Tavşan Lopi ve Havuç Görevi Masalı

Tavşan Lopi, annesinin kış için toplamasını istediği havuçları oyun yüzünden güneşte bırakınca bozulmasına sebep olur. Hatalarından ders çıkararak sorumluluğunu öğrenir ve kış için tekrar havuç toplar.


Bir varmış bir yokmuş…Kıvrım Ormanı’nın kıvrıla kıvrıla uzayan patikalarının ortasında, rengârenk çiçeklerle bezeli bir tavşan yuvasında, Lopi adında küçük bir tavşan yaşarmış. Lopi, ormanın en enerjik, en zıp zıp tavşanıymış. Göz açıp kapayıncaya kadar bir ağacın oradan ötekine atlayabilir, günde onlarca kez ip atlayabilir, saklambaçta kimse onu bulamazmış. Lopi oyun oynamayı çok severmiş ama ne yazık ki verilen görevleri genellikle ertelermiş. Annesi bazen endişelenirmiş ama sabırla ona sorumluluk bilinci kazandırmaya çalışırmış.

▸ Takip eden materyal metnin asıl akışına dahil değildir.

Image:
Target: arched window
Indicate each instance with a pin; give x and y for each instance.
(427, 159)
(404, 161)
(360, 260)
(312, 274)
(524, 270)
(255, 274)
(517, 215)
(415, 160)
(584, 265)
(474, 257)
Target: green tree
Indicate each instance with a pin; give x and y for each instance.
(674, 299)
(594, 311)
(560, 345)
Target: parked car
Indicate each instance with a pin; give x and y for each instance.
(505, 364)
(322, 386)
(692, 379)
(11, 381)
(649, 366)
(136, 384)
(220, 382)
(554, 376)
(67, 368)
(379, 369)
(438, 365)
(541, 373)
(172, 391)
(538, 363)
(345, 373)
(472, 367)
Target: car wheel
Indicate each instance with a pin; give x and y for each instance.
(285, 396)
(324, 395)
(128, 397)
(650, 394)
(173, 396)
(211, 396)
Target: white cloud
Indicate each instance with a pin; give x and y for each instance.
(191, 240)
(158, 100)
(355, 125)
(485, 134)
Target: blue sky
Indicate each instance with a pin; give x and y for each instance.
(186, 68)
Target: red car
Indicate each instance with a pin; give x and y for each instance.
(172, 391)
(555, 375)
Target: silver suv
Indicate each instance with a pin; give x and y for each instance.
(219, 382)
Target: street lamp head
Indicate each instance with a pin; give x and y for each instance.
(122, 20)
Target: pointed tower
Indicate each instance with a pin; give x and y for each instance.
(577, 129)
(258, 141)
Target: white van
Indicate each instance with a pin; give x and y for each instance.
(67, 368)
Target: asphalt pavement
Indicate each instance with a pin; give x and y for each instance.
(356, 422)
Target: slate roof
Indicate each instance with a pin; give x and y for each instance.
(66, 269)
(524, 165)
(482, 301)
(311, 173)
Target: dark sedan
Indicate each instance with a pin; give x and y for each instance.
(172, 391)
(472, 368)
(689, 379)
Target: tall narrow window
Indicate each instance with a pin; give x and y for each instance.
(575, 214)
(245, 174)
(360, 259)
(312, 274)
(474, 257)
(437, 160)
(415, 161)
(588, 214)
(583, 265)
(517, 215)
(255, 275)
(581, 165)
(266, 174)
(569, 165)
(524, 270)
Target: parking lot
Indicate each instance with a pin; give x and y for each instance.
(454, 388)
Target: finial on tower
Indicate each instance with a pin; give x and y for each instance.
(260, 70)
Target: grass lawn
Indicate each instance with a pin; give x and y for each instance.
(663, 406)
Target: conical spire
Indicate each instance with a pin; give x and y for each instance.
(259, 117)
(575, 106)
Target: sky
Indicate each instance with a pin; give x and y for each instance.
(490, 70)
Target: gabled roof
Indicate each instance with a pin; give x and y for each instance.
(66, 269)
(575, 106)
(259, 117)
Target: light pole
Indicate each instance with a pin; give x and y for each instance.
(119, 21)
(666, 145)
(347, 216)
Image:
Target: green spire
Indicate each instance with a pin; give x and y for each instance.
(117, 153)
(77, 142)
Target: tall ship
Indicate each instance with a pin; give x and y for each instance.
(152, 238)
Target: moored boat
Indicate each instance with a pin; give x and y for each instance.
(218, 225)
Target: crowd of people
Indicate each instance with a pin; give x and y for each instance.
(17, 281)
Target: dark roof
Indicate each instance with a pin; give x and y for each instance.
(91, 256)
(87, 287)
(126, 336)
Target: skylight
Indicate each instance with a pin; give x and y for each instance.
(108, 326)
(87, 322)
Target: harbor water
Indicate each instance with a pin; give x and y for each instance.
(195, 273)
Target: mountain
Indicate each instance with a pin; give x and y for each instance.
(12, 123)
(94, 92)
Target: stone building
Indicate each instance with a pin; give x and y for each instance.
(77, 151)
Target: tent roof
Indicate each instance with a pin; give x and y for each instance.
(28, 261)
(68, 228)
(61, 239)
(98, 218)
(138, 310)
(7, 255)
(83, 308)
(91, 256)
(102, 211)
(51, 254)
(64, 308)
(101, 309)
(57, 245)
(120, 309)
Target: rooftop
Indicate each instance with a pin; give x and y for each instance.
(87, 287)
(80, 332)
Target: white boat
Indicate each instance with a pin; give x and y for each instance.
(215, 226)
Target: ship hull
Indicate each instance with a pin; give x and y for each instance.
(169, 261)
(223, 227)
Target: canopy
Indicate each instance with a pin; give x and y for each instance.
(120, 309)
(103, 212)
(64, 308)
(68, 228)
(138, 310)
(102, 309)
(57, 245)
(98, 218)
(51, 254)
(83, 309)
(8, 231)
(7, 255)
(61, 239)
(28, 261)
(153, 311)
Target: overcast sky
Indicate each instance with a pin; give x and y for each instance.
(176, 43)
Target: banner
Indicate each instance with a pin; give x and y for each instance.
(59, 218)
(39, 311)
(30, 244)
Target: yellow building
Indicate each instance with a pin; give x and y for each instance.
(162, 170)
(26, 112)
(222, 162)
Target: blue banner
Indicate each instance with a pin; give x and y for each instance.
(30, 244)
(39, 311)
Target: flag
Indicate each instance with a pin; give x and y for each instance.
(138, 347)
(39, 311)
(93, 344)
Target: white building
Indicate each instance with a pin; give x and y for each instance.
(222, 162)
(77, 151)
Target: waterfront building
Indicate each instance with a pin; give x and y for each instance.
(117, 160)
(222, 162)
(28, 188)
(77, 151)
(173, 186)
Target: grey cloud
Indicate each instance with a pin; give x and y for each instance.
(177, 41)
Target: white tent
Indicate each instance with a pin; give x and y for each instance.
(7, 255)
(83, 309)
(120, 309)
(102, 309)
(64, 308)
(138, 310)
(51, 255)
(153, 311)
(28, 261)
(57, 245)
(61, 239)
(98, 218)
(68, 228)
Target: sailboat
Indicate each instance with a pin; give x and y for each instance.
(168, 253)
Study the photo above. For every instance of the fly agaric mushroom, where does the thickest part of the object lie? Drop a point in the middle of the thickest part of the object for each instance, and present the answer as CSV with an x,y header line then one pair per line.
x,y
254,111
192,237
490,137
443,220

Bir sonbahar sabahı, yapraklar sarıya dönmüşken annesi Lopi’ye seslenmiş: “Lopi’ciğim, kış yaklaşıyor. Kar yağmadan önce yiyecek depolamalıyız. Lütfen şu büyük sepeti al ve tarladan güzel havuçlar topla. Kışın bunlarla çorba ve kek yapacağım.” Lopi, her zamanki neşesiyle zıplayarak, “Tamam anne! Hemen hallederim!” demiş ve sepeti sırtlayarak tarlaya doğru yola koyulmuş. Yolun yarısında küçük bir açıklıkta arkadaşlarını görmüş: sincap Zilli, kirpi Tiko ve köstebek Mino. “Lopiiii! Havuç toplama mı? Hadi bir tur zıplama yarışı yapalım, bak kim kazanıyor!” diye bağırmışlar. Lopi önce bir duraklamış. “Sadece bir tur oynayıp sonra işime dönerim,” demiş. Sepetini bir ağacın gölgesine koymayı unutup oyunlara dalıvermiş. Zıplama yarışı, top sektirme, taş üstünde dengede durma derken saatler geçmiş. Güneş tam tepedeymiş ve havuçlar sepetin içinde, güneşin altında kavrulmaya başlamış. Lopi neşe içinde hoplarken, birden aklına gelmiş: “Sepetim!” Hemen tarlaya doğru koşmuş ama geç kalmış. Sepetin içindeki havuçların bazıları yumuşamış, bazıları sarkmış, bir kısmı da böceklenmişti. O güzelim taze havuçlar güneşte mahvolmuştu. Lopi’nin içi burkulmuş. Sepeti yavaşça eline almış, başı önünde eve dönmüş. Eve vardığında annesi kapıyı açmış ve Lopi’yi görünce hemen anlamış bir şeylerin ters gittiğini. “Lopi, havuçları getirdin mi?” Lopi gözlerini kaçırmış, sesi titreyerek, “Anne… Oyun oynarken havuçları güneşin altında unuttum. Hepsi bozulmuş…” demiş. Annesi bir an sessiz kalmış. Sonra yumuşak bir sesle, “Üzülme Lopi. Herkes hata yapabilir. Önemli olan hatandan ders alıp onu tekrarlamamaktır,” demiş. “Kış gelmeden bir fırsatımız daha olabilir.” Lopi o gece yatağında uzun uzun düşünmüş. Yorganının altına gizlenmiş kulaklarını çekiştirmiş. “Bir daha böyle yapmayacağım,” demiş içinden. “Önce görev, sonra oyun.”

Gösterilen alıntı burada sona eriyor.